Article 37H1B Check out the genes on this huge ‘shroom

Check out the genes on this huge ‘shroom

by
Diana Gitig
from Ars Technica - All content on (#37H1B)
ringless_honey_mushroom_brownish_05-01-1

Enlarge (credit: Missouri Department of Conservation)

As is the case with most titles that end in "-est," the competition for The World's Largest Organism is fierce. The Great Barrier Reef certainly has its proponents, most of them Australian.
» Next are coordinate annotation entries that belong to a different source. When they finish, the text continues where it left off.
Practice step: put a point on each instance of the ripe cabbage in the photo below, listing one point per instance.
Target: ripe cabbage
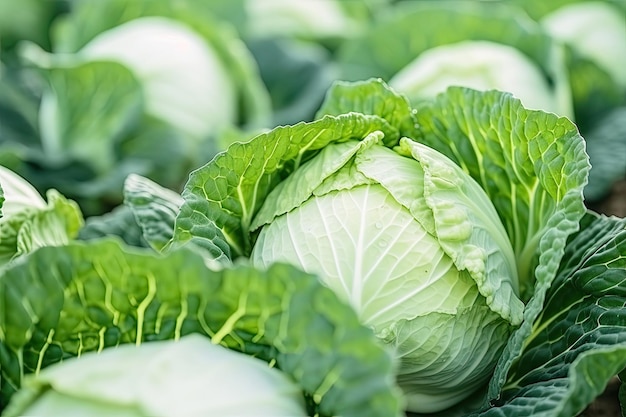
(415, 246)
(481, 65)
(437, 225)
(190, 377)
(595, 30)
(185, 81)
There's a stand of quaking aspens growing in Utah that's a single clonal organism, rather than genetic individuals. If it does not merit the title of largest organism, it can at least claim to be the most Borg-like.

The real winner does not capture the popular imagination as much as a besieged coral or a forest of yellow-leafed trees: it is somewhat less scenic and probably won't appear as the backdrop of an inspirational poster any time soon. It kills plants and lives underground, in Oregon. It is the humongous fungus, and we now have its genome.

Armillaria species-honey mushrooms-kill all kinds of plants. Conifers, ginkgos, grasses, and shrubs, in National Forests and in your backyard; all are susceptible. The fungus attacks its prey by sending out rhizomorphs, underground structures that leach onto the plant's roots and kill them. Then it eats the dead woody tissue of its decomposing host.